Sometimes, the sub-headline says it all.
The Wall Street Journal published a telling article yesterday, titled (online) “BMW Launches Its First Mass-Production Electric Vehicle.” That’s a good summation, but the true lede was buried in the sub-headline: “Auto Maker Needs to Boost Sales of Electric Cars To Meet Regulatory Requirements.”
As the sub-headline suggests, BMW didn’t build the i3–the titular electric car–because it plans on making money. In fact, according to reporting by the Wall Street Journal’s Joseph White, ‘The i3, which starts at €34,950 in Germany, could lose €197 million a year on an operating basis…’ So the car is a loser.
BMW’s launch of its new i3 is actually quite instructive on current events. This morning, we reported that newly confirmed EPA administrator Gina McCarthy believes that climate change regulations are an economic stimulus. The i3 is proof to the contrary.
Instead of meeting actual demand, BMW is selling the i3 to meet mandates. In the American market, President Obama’s EPA in 2010 established greenhouse gas regulations that effectively require fuel efficiency improvements. The European Union had already implemented the same sort of regulations. Thus, the international car market has been skewed by the hand of government.

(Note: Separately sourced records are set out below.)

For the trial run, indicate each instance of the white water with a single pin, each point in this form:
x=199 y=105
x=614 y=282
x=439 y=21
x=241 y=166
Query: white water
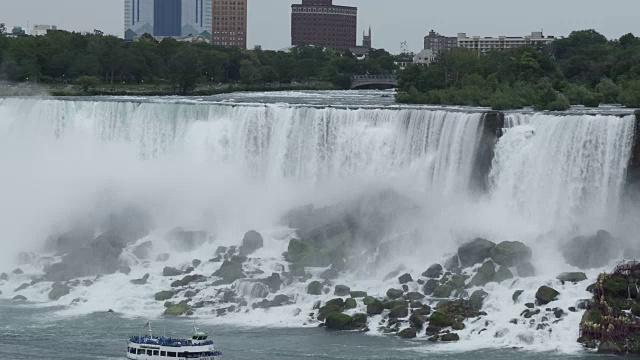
x=227 y=169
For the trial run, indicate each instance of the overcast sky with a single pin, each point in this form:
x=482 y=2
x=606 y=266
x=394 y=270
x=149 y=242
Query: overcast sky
x=392 y=21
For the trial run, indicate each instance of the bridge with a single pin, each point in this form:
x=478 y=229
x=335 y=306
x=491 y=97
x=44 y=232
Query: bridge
x=373 y=82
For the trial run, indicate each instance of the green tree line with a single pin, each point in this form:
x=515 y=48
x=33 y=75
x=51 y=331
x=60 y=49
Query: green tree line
x=584 y=68
x=69 y=57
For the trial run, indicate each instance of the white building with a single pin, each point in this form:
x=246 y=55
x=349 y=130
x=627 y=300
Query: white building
x=484 y=44
x=424 y=57
x=39 y=30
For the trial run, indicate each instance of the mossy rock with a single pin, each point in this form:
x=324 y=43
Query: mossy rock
x=440 y=319
x=545 y=295
x=314 y=288
x=573 y=277
x=394 y=293
x=408 y=333
x=358 y=294
x=350 y=304
x=338 y=321
x=163 y=295
x=176 y=310
x=510 y=253
x=443 y=291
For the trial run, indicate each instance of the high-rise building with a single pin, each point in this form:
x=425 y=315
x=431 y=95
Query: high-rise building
x=229 y=18
x=175 y=18
x=320 y=23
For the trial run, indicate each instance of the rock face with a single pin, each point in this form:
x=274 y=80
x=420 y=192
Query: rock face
x=251 y=242
x=545 y=295
x=510 y=253
x=591 y=252
x=475 y=252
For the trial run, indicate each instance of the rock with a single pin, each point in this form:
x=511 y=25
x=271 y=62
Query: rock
x=169 y=271
x=516 y=295
x=375 y=307
x=502 y=274
x=511 y=253
x=22 y=287
x=412 y=296
x=434 y=271
x=141 y=281
x=163 y=295
x=405 y=278
x=573 y=277
x=408 y=333
x=314 y=288
x=338 y=321
x=341 y=290
x=450 y=337
x=545 y=295
x=442 y=291
x=430 y=286
x=231 y=270
x=526 y=269
x=358 y=294
x=162 y=257
x=177 y=310
x=144 y=250
x=251 y=242
x=440 y=319
x=485 y=274
x=58 y=290
x=477 y=299
x=610 y=347
x=475 y=252
x=394 y=293
x=591 y=252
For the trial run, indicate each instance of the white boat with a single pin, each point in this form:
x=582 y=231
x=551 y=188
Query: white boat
x=149 y=347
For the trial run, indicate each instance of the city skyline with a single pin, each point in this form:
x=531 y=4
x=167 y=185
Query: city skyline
x=391 y=24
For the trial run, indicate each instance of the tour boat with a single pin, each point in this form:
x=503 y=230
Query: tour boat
x=149 y=347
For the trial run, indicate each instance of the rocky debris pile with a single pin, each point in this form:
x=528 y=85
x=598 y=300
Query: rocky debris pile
x=612 y=320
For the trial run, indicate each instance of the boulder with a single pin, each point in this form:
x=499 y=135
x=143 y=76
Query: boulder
x=170 y=271
x=511 y=253
x=58 y=290
x=591 y=252
x=163 y=295
x=408 y=333
x=144 y=250
x=314 y=288
x=141 y=281
x=251 y=242
x=475 y=252
x=430 y=286
x=394 y=293
x=231 y=270
x=434 y=271
x=477 y=299
x=526 y=269
x=341 y=290
x=545 y=295
x=338 y=321
x=573 y=277
x=405 y=278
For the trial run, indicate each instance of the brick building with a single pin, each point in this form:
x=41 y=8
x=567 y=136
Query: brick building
x=229 y=23
x=320 y=23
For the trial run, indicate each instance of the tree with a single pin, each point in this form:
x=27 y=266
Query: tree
x=88 y=82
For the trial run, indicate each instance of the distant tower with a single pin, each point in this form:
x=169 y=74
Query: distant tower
x=366 y=40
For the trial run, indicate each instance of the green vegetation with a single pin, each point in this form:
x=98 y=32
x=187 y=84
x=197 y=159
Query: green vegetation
x=62 y=59
x=582 y=69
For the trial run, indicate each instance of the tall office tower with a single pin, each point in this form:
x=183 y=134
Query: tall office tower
x=320 y=23
x=229 y=18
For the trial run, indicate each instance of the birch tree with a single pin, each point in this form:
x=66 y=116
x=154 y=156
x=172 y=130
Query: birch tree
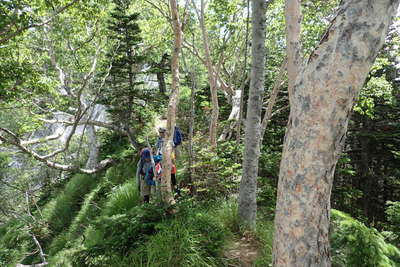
x=173 y=101
x=323 y=97
x=248 y=186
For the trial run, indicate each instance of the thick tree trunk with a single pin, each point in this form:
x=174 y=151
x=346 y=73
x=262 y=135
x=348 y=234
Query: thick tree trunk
x=166 y=191
x=323 y=97
x=247 y=196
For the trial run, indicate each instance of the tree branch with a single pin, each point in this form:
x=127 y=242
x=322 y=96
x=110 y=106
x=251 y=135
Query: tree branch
x=17 y=142
x=20 y=30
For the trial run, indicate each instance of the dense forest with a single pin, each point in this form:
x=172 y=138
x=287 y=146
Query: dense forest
x=200 y=133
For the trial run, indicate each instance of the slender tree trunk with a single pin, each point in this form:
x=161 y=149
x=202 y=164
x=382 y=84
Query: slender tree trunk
x=248 y=187
x=293 y=30
x=166 y=191
x=272 y=99
x=93 y=158
x=240 y=117
x=323 y=97
x=190 y=139
x=212 y=77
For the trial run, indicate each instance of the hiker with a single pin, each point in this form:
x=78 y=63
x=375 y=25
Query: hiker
x=145 y=174
x=177 y=140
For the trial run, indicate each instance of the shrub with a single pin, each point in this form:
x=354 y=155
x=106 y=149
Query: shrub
x=393 y=216
x=354 y=244
x=122 y=198
x=265 y=232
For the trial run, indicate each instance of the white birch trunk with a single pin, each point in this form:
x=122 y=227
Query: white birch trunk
x=166 y=190
x=293 y=30
x=211 y=80
x=323 y=97
x=93 y=158
x=248 y=187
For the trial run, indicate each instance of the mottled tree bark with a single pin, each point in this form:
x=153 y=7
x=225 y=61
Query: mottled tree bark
x=166 y=191
x=248 y=186
x=323 y=97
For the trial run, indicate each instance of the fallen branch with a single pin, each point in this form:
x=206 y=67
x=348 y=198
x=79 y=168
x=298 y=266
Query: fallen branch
x=64 y=167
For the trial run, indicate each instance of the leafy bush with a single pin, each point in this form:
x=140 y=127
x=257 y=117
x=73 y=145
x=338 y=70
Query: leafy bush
x=265 y=232
x=393 y=217
x=60 y=212
x=123 y=198
x=110 y=237
x=196 y=240
x=216 y=173
x=354 y=244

BMW, by building the i3, is reacting to this dirigisme. BMW Chief Executive Norbert Reithofer told the WSJ that, “If you look around the world, [at] the emissions regulations, in the United States, in the European Union, even in China…cars like the BMW i3 are a must.” Simply put, the BMW i3 is a real-world industrial response to EPA climate regulations.

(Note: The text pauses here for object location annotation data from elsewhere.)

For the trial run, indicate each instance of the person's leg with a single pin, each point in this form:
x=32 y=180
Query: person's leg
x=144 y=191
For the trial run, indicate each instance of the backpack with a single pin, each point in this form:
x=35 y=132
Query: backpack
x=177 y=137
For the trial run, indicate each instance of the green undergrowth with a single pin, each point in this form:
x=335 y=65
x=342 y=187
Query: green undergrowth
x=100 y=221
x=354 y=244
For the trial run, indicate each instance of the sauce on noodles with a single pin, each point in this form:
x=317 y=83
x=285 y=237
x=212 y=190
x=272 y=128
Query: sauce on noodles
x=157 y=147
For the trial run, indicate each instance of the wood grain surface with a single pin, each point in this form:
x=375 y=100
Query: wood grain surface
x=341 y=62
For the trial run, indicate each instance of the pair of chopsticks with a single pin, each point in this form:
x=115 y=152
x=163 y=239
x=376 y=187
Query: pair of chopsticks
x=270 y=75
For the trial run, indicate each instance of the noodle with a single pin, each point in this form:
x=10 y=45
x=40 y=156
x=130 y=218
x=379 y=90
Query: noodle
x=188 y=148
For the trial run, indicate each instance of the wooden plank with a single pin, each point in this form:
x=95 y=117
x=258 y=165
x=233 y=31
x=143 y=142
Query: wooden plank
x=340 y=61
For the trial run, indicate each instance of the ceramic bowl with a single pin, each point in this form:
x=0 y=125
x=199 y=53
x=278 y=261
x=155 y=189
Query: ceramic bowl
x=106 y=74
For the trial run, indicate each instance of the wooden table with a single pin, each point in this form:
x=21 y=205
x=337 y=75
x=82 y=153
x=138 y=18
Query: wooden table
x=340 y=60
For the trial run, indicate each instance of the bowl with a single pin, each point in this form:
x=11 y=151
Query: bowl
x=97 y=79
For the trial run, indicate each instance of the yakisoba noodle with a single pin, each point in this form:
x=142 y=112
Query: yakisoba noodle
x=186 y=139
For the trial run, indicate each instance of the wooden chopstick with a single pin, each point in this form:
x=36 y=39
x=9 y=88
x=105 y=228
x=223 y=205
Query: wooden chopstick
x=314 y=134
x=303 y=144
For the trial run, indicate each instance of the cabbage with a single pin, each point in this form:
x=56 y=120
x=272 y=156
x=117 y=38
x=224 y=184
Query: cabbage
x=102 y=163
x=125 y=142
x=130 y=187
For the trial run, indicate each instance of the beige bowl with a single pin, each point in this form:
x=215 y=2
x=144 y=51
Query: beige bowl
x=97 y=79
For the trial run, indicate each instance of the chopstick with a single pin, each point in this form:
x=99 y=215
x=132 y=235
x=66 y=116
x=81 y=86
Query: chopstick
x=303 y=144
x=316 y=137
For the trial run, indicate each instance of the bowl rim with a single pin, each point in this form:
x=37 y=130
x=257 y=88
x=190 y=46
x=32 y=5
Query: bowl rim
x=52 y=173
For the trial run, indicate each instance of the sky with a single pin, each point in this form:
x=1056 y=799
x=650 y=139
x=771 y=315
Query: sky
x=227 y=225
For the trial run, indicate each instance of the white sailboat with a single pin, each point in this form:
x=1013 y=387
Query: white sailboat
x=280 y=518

Yesterday, EPA administrator McCarthy said the President’s climate plan was ‘an opportunity to “bend the curve” and could “fuel the complementary goals of turning America into a magnet for new jobs and manufacturing.”’ As I explained in the previous paragraph, the agency already has “bent the curve” of the auto market, and the result of these market manipulations is a car company that builds a money-losing car for non-existent customer demand.
Does this sound like wise economic policy?